Is the future tense for Raj Thackeray and his MNS?
‘The series of defeats and defections is now being regarded as failure of Raj’s leadership.’mumbai Updated: Oct 17, 2017 00:16 IST
With six out of its seven corporators defecting to the Shiv Sena, Raj Thackeray-led Maharashtra Navnirman Sena (MNS) has suffered a major setback in Mumbai city politics. In Mumbai civic house, the party now has a token presence like in the state assembly where its tally is reduced to 1 from 13 in 2009. Ever since Raj Thackeray formed the party in 2007, Mumbai has been the party’s base. Now, with its almost entire unit of elected representatives to the Brihanmumbai Municipal Corporation (BMC) walking over to arch rival Shiv Sena, questions are being raised over the future of the party in its base. So, is it beginning of the end for the MNS?
Many in the party are not surprised that its corporators decided to jump the ship. In fact, this has been happening in the MNS for quite some time. During and after the 2014 elections, a significant number of leaders quit the party to join either the Shiv Sena or the BJP. They included MNS leaders such as Pravin Darekar and Vasant Gite who were close to Raj. As such, it was not surprising that a bunch of corporators got swayed by the lure of greener pastures.
One man show
The series of defeats and defections is now being regarded as failure of Raj’s leadership. Just like the Shiv Sena and the Nationalist Congress Party (NCP), the MNS too is a political party based on charisma of its leader. Naturally, the success or failure of such a party depends on how the leader performs.
Raj took a leaf out of his mentor and uncle Sena chief late Balasaheb Thackeray’s book as he tried to establish his fledgling political outfit. He raised the sons of the soil issue, targeted north Indians and used violence as a medium to grab attention. He succeeded to the extent of his party upsetting calculations of the Shiv Sena-BJP alliance to win 2009 assembly polls. The MNS won 13 seats in its first assembly elections and emerged as a significant political force in the state. The similarity between Raj and his uncle however ended there.
The MNS could not capitalise much on the support it got among the voters. It did not go beyond the incidents of beating hapless north Indian hawkers and cabbies. There was no dearth of issues but the party was rarely seen raising the ones that would appeal a wider audience. Meanwhile, its core supporter, the young Maharashtrians in Mumbai, Pune and Nashik responded to Modi’s appeal.
Generic problems of the MNS
Raj’s close aides dismiss party’s defeats in 2014 as the fallout of Modi wave and point out that even other parties suffered setback. However, the difference between other parties and the MNS is that the party is taking too much time to get ready for a fight.

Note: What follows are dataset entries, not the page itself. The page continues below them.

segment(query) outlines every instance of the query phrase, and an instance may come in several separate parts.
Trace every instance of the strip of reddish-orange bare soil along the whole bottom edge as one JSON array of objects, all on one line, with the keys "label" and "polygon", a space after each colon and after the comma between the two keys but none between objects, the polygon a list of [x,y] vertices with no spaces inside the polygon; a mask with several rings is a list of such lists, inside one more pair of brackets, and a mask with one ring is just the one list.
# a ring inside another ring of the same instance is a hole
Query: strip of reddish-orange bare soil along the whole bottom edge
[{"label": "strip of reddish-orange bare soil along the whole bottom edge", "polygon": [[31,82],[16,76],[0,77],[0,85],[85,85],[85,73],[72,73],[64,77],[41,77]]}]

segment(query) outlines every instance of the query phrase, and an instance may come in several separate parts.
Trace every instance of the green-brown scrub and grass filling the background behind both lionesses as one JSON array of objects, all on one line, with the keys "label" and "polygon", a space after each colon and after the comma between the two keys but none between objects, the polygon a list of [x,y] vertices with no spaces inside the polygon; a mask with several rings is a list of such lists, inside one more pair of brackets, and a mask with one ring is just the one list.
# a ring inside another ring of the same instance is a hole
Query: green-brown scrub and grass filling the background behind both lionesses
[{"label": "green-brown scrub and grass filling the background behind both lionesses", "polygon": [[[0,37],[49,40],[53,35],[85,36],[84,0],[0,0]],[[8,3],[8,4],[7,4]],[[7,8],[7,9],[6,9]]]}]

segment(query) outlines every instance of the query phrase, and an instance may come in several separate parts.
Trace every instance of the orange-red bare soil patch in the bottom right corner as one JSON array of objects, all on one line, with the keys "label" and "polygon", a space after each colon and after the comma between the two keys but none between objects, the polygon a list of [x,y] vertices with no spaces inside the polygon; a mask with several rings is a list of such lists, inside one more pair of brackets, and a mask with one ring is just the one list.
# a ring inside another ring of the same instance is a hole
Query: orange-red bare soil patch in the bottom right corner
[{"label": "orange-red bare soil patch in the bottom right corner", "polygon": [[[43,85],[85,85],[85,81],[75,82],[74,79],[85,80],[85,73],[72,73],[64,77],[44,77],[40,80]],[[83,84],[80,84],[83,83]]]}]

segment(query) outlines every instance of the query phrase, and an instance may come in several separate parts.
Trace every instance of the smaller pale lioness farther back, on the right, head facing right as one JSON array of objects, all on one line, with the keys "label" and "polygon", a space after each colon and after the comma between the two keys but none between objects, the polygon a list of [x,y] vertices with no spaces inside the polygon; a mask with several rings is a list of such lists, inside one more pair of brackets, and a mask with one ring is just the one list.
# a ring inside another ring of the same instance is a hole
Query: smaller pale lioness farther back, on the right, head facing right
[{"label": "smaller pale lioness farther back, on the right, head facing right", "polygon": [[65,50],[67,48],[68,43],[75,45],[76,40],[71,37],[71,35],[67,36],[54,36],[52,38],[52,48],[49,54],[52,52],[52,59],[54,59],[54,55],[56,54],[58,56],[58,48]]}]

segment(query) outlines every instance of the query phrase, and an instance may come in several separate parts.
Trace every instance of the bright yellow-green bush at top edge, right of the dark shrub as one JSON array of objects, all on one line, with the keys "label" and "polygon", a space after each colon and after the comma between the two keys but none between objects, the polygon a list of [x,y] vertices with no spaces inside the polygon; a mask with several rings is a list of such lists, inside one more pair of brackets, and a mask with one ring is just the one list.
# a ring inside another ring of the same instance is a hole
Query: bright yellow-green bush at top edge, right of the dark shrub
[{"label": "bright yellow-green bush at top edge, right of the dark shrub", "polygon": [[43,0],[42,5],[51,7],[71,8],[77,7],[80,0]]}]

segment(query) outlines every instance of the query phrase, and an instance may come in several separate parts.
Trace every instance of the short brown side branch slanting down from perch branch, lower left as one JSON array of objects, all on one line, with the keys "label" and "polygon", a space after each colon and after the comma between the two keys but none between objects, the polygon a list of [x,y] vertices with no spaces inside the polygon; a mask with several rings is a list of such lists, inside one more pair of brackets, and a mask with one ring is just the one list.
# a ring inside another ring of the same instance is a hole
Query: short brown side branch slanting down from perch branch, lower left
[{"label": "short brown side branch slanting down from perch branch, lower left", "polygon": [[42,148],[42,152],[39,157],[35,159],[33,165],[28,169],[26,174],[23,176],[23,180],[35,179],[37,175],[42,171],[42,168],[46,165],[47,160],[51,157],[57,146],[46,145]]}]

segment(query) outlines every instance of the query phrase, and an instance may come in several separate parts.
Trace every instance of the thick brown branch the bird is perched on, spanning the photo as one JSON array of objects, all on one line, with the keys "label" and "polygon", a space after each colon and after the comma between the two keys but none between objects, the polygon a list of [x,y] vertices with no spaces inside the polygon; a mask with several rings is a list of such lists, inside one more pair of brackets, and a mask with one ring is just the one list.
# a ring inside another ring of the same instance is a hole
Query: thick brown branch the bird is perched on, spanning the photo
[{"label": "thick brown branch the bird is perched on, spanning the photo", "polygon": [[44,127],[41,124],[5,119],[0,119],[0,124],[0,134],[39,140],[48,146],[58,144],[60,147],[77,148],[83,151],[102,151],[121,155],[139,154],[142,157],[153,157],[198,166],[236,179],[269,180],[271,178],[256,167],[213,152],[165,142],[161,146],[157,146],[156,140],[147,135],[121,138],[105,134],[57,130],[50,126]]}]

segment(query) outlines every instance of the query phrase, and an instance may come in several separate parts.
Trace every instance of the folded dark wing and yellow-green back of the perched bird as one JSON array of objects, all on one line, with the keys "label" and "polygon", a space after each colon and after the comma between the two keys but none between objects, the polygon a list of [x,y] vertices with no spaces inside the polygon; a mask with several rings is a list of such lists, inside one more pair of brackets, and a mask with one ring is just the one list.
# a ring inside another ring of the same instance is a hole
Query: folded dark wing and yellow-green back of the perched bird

After 2014 rout, party workers were hoping that there would be an initiative by the leadership to rebuild the organisation, put forth an aggressive agenda before the people and undertake efforts to regain its lost ground in the civic polls that were held in late 2016 and early 2017. What was done by the leadership was probably not enough or did not click with the voter. While the Shiv Sena and BJP dominated the campaign space, the MNS was not seen as a serious player by the people. Further, it could not counter Sena’s allegations that the MNS was in the fray to divide Marathi votes. The party lost its power in Nashik civic body (though it did some developmental work there) and was reduced to single digits in Mumbai and Pune civic bodies.
The drubbing it received was also attributed to some generic problems in the MNS: Absence of organizational base across the state, no strong second rung leadership and lack of consistency.

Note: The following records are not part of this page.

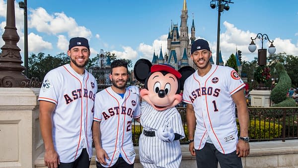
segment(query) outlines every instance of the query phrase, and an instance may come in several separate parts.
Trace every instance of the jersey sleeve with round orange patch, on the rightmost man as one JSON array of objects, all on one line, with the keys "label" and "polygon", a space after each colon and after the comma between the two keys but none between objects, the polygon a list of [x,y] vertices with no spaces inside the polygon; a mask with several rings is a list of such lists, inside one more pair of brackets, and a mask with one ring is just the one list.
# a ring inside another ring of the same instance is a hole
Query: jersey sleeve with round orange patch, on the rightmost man
[{"label": "jersey sleeve with round orange patch, on the rightmost man", "polygon": [[244,82],[234,69],[230,68],[227,76],[227,88],[231,95],[245,86]]}]

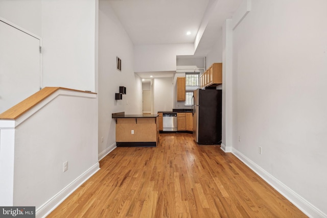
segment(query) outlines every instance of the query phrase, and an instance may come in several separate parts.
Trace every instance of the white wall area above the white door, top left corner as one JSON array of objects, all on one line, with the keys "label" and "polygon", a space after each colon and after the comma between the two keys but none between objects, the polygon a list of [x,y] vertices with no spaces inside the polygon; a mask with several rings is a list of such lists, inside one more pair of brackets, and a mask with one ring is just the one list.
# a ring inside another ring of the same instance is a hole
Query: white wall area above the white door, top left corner
[{"label": "white wall area above the white door, top left corner", "polygon": [[0,17],[38,36],[42,34],[41,14],[41,0],[0,1]]}]

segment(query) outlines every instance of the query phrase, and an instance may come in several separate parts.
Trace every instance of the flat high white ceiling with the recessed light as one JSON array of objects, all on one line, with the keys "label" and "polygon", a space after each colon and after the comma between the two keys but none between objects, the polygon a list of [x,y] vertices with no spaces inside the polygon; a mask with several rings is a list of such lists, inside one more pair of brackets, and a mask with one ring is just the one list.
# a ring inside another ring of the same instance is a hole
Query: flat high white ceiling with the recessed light
[{"label": "flat high white ceiling with the recessed light", "polygon": [[134,45],[140,45],[193,43],[209,0],[109,2]]}]

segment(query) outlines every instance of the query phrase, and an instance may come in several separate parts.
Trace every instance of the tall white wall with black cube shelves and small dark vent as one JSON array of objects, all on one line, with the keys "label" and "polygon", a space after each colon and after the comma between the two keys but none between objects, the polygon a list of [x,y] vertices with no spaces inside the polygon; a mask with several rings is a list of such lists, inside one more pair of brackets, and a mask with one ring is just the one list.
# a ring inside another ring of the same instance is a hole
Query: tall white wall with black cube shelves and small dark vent
[{"label": "tall white wall with black cube shelves and small dark vent", "polygon": [[[99,1],[99,158],[115,148],[111,114],[142,114],[142,81],[134,74],[133,55],[133,44],[110,4]],[[122,71],[116,69],[116,56],[122,59]],[[127,94],[114,100],[119,86],[125,86]]]}]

After the enormous success he got in 2009, Raj did not follow it up with planned attempt to build party organization across the state. Today, even after almost a decade of its existence, the MNS has not been able to go beyond a few cities and districts of Maharashtra. The municipal elections showed the MNS was not a serious player in any of the major civic bodies. The Zilla Parishad polls showed it had little presence in rural areas. Little wonder, the party is not being taken seriously by its own leaders and workers. In that case, how will Raj convince the people to vote for him?

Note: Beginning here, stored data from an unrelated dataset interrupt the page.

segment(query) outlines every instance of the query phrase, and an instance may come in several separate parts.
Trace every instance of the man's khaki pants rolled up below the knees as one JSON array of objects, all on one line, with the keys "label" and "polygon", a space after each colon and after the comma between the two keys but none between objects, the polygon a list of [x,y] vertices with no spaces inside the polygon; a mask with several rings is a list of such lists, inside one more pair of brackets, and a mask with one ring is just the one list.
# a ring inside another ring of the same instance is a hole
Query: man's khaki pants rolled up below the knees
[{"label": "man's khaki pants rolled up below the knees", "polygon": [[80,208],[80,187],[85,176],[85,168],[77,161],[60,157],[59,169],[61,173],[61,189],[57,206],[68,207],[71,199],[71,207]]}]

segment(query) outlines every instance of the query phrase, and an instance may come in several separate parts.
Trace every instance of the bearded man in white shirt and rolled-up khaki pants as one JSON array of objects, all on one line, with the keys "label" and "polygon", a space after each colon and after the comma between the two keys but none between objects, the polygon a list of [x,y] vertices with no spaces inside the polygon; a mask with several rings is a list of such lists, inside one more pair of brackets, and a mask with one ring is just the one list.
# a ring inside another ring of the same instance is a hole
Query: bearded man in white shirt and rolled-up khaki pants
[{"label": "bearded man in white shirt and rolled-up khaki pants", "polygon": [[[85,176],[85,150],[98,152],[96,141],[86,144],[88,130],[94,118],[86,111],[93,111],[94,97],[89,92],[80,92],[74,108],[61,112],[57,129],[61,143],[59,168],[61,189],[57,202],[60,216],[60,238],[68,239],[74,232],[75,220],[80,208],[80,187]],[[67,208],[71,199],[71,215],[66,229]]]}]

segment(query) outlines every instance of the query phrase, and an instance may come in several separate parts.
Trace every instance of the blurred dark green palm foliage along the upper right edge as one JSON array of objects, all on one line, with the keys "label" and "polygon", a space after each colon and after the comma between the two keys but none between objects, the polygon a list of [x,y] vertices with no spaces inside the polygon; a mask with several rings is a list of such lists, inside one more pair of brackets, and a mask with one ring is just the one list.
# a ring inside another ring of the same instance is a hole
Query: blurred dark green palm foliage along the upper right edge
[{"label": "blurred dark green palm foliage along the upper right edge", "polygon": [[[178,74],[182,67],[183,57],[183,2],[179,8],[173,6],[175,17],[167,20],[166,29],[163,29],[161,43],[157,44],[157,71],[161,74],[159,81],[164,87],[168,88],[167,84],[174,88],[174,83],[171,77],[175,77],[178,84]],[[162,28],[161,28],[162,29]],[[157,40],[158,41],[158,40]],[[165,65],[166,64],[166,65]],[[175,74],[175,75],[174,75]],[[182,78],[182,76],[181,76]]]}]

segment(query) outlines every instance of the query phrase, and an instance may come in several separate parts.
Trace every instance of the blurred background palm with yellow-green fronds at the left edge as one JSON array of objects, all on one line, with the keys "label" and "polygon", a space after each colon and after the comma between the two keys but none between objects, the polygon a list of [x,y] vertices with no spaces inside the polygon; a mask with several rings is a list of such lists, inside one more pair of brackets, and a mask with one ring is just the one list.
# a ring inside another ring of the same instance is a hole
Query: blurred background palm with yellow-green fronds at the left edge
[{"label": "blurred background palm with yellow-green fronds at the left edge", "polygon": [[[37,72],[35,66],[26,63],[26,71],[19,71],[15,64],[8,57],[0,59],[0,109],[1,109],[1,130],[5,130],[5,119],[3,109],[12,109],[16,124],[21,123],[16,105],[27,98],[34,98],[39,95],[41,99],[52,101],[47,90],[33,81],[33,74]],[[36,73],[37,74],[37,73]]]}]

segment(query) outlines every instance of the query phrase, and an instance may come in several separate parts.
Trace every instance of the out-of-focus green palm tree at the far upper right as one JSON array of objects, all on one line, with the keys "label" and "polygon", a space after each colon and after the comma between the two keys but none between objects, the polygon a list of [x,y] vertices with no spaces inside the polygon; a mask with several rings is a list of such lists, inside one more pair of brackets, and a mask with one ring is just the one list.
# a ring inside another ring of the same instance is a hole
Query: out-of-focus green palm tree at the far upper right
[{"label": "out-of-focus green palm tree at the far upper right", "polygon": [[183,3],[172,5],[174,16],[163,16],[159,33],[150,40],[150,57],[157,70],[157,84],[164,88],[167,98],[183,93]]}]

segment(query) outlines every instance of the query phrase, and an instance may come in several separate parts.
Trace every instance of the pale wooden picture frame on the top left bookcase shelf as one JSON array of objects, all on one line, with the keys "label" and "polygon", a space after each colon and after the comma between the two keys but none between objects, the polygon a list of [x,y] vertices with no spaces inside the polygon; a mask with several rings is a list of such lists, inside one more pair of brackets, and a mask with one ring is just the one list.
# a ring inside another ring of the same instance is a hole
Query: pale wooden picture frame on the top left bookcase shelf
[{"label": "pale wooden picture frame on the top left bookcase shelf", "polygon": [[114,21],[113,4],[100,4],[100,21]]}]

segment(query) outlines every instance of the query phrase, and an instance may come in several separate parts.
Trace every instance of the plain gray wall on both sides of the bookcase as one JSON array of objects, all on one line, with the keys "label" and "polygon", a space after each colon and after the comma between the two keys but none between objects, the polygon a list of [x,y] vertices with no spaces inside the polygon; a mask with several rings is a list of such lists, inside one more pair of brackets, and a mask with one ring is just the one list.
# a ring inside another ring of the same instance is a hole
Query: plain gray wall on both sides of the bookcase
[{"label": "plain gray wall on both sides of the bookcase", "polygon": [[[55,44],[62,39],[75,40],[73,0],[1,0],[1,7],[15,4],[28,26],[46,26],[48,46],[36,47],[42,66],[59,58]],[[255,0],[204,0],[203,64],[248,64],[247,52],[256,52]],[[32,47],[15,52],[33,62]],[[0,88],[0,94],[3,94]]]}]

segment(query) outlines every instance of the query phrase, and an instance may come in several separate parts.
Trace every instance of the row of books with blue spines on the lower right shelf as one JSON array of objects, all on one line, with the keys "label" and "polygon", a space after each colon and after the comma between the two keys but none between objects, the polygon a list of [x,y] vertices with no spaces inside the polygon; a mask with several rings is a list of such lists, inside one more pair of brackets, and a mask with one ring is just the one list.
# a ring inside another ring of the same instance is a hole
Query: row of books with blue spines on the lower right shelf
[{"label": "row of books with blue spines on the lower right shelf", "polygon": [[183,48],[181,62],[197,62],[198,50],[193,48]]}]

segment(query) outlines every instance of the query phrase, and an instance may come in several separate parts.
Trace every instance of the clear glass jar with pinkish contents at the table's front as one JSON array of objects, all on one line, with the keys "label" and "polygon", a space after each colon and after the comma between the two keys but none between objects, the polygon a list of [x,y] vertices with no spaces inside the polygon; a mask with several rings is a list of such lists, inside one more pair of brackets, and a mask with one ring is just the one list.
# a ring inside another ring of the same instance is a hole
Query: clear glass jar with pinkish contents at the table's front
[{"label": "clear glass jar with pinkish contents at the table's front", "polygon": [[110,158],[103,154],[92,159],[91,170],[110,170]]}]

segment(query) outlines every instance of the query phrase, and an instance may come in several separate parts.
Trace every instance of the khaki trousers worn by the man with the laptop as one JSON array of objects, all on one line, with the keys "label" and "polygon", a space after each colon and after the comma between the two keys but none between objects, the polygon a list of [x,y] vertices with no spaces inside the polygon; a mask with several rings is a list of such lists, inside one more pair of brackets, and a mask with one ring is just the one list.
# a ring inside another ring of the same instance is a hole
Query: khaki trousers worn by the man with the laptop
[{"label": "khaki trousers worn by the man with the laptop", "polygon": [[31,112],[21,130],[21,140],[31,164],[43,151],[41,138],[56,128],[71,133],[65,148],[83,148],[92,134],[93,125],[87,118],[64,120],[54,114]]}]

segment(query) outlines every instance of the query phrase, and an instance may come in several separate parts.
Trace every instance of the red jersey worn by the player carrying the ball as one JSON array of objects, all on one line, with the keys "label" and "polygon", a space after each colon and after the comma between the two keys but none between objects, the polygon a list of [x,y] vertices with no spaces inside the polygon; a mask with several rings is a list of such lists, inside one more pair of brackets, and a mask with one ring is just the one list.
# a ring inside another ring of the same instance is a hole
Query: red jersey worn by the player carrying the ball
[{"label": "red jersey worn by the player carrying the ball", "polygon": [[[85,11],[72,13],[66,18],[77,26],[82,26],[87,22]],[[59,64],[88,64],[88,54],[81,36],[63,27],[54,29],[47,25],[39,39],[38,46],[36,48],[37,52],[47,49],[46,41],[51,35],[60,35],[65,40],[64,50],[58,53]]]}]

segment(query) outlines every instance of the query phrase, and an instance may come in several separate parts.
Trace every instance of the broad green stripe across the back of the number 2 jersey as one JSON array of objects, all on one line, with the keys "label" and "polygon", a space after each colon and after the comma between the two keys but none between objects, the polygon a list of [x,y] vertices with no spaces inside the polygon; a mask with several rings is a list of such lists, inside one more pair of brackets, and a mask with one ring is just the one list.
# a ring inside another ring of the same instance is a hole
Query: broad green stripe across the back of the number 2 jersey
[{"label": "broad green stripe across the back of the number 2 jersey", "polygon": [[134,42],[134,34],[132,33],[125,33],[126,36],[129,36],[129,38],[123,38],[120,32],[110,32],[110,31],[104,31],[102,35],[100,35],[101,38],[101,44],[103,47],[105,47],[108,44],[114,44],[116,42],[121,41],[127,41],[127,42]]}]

Days of the MNS are numbered?
Not necessary. The party is down but not out yet. Its revival will depend on Raj himself. Sometimes, politicians bounce back when they are pushed to the corner. Shiv Sena chief senior Thackeray came back with a new vigour after Chhagan Bhujbal walked out of the party with a large chunk of MLAs in 1990-91. Within 4-5 years, it won power in Maharashtra. Will Raj be able to do what his mentor and uncle achieved?